Limitations & Future Work

  • Dependency on YOLOv9 for motion mask generation may cause failure on dynamic objects of unknown categories; integration of unsupervised cues such as optical flow warrants investigation.
  • Certain sequences require manual specification of the dynamic initialization frame (e.g., placing_nonobstructing_box); fully automatic detection remains to be improved.
  • Validation is limited to indoor RGB-D scenes; extension to outdoor or monocular settings requires addressing depth unavailability, potentially via monocular depth estimation.
  • The number of dynamic Gaussians is fixed after initialization, precluding handling of newly appearing or disappearing dynamic objects.
  • The 1500-step global color refinement may be suboptimal in efficiency; adaptive optimization scheduling merits exploration.
  • vs. MonoGS / SplaTAM / Gaussian-SLAM: These static GS-SLAM methods suffer severe pose drift in dynamic scenes; the proposed method addresses this through static/dynamic separation and masking.
  • vs. RoDyn-SLAM: A NeRF-based dynamic SLAM with comparable pose accuracy, but inferior rendering quality and efficiency relative to Gaussian-based approaches.
  • vs. DGS-SLAM / DG-SLAM: These GS-SLAM methods remove dynamic objects and reconstruct only the static scene; the proposed method explicitly models dynamics and renders the complete 4D scene.
  • vs.
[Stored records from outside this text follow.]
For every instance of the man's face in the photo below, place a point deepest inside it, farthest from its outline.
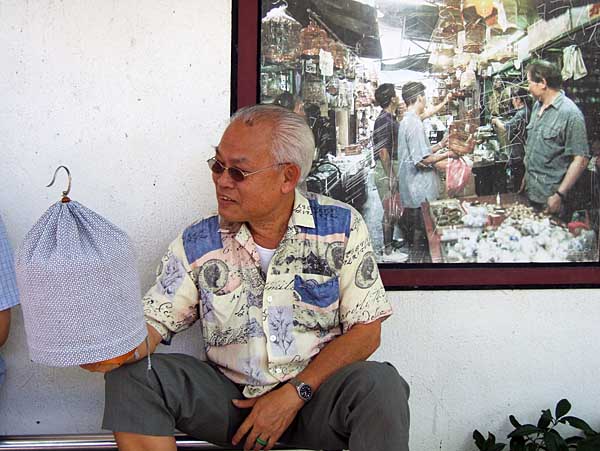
(536, 88)
(256, 197)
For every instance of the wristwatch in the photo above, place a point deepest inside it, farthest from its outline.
(303, 390)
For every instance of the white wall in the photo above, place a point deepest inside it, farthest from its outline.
(130, 95)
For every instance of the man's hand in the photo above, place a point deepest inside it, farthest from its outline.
(108, 365)
(134, 355)
(553, 202)
(270, 416)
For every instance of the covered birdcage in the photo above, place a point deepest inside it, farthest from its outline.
(280, 37)
(313, 38)
(79, 285)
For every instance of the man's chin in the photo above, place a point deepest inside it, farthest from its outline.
(230, 216)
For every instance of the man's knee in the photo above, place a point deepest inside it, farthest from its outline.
(380, 381)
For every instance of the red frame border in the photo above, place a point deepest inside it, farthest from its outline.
(246, 20)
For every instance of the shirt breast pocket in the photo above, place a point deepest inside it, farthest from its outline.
(225, 318)
(317, 303)
(551, 133)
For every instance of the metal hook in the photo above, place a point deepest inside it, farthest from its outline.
(65, 197)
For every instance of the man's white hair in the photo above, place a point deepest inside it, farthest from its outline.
(293, 141)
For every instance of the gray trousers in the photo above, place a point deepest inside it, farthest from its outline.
(363, 406)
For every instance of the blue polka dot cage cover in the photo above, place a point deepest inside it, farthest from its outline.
(79, 286)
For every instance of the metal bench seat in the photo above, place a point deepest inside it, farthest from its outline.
(93, 442)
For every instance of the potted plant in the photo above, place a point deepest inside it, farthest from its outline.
(544, 435)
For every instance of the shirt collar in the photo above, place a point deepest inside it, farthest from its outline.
(301, 216)
(559, 99)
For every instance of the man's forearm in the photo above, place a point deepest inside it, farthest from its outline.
(357, 344)
(4, 325)
(154, 339)
(574, 171)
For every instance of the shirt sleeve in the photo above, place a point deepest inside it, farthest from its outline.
(362, 295)
(418, 144)
(171, 305)
(576, 142)
(382, 136)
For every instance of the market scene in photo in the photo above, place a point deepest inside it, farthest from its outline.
(464, 131)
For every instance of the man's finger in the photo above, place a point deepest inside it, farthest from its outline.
(244, 403)
(271, 443)
(242, 430)
(251, 441)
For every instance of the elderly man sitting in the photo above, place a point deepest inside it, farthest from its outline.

SC-GS / D3DGS: Dynamic Gaussian methods that require pre-given poses; the proposed method estimates poses online incrementally, making it applicable to real SLAM settings.
  • The idea of deriving optical flow from Gaussian motion can be extended to motion constraints in video generation and editing.
  • The static/dynamic separation framework is applicable to semantic SLAM in dynamic environments and moving-object perception in embodied navigation.

Rating

  • Novelty: ⭐⭐⭐⭐ — 4D GS-SLAM is a natural and necessary extension; optical flow rendering supervision is a genuine contribution.
  • Experimental Thoroughness: ⭐⭐⭐⭐ — Dual datasets (TUM + BONN), multiple baselines, and comprehensive ablations; large-scale/outdoor evaluation is absent.
  • Writing Quality: ⭐⭐⭐ — Method description is clear, but overall organization has room for improvement.
  • Value: ⭐⭐⭐⭐ — Fills the 4D GS-SLAM gap with significant implications for dynamic scene understanding and robotics applications.